Baca berita tanpa iklan. Gabung Kompas.com+

Tantangan Kabinet Mendatang

Kompas.com - 19/06/2014, 17:22 WIB

Oleh: Radhar Panca Dahana

The real menace of our Republic is the invisible government, which like a giant octopus sprawls its slimy legs over our cities, states, and nation... The little coterie of powerful international bankers virtually run the US government for their own selfish purposes.

Michael Snyder, 2013

KUTIPAN di atas saya kira bukan omong kosong karena dilengkapi data dan bukti-bukti yang juga bisa kita temukan atau cek silang dengan banyak sumber lainnya.

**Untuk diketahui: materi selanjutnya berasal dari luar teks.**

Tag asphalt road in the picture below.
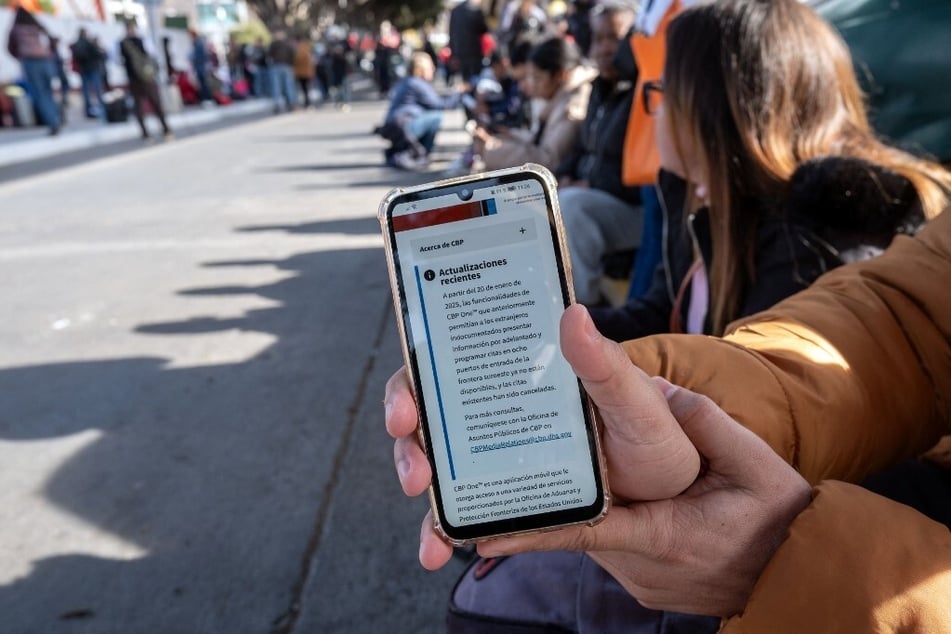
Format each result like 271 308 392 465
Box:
0 103 472 634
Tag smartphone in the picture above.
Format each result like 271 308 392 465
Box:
380 164 609 545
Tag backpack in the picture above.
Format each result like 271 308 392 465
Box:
122 38 158 82
446 551 720 634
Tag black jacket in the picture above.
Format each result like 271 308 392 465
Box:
555 78 640 204
591 157 924 341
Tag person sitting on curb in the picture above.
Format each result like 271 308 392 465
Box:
555 0 643 305
472 37 597 170
378 51 469 170
384 173 951 633
7 6 62 136
119 20 173 142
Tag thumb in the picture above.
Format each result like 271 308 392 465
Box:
665 383 785 483
561 304 700 500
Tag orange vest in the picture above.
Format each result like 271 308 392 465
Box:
621 0 682 186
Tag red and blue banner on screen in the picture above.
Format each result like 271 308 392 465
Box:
393 198 496 232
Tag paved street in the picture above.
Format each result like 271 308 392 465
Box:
0 102 472 634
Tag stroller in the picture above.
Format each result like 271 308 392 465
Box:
373 110 426 169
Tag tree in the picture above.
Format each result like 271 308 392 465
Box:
337 0 445 30
247 0 445 31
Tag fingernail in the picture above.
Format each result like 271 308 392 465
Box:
651 376 679 400
584 306 601 341
479 542 503 558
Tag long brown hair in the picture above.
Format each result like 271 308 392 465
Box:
664 0 951 334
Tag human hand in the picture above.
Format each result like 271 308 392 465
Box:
479 370 811 617
384 305 700 570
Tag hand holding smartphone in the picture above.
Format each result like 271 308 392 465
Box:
380 165 608 544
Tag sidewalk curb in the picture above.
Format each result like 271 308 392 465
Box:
0 99 274 167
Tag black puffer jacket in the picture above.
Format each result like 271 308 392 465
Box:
555 78 640 204
591 157 924 341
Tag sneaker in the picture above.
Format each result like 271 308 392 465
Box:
443 156 472 178
390 152 427 172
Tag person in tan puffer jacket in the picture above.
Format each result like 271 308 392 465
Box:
385 201 951 632
294 35 314 108
473 37 597 170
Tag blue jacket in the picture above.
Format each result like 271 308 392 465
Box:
384 77 462 121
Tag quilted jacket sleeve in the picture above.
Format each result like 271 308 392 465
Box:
624 212 951 633
624 213 951 483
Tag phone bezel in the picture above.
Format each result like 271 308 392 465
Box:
380 164 610 545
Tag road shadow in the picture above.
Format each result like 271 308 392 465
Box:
0 239 457 634
235 217 380 237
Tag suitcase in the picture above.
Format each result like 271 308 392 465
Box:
102 90 129 123
5 86 36 128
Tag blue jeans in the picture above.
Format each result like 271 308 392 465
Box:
254 66 271 98
406 110 442 154
269 64 297 110
627 185 664 299
20 59 59 130
79 70 106 117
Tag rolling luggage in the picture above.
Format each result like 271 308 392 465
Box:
102 90 129 123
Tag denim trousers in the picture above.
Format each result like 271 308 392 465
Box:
20 59 59 130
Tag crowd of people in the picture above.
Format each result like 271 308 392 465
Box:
384 0 951 632
0 6 403 138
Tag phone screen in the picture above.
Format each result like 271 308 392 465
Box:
385 163 605 540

Data itu, antara lain, hasil riset sebuah lembaga yang berkedudukan di Zurich, Swiss Federal Institute of Technology, yang mengambil sampel 43.000 perusahaan transnasional (TNC) terkemuka. Riset ini menemukan data, ternyata semua sampel itu dimiliki oleh hanya 147 perusahaan induk. Dan tak kurang dari 60 persen kekayaan 147 perusahaan induk itu dimiliki oleh hanya 25 bank.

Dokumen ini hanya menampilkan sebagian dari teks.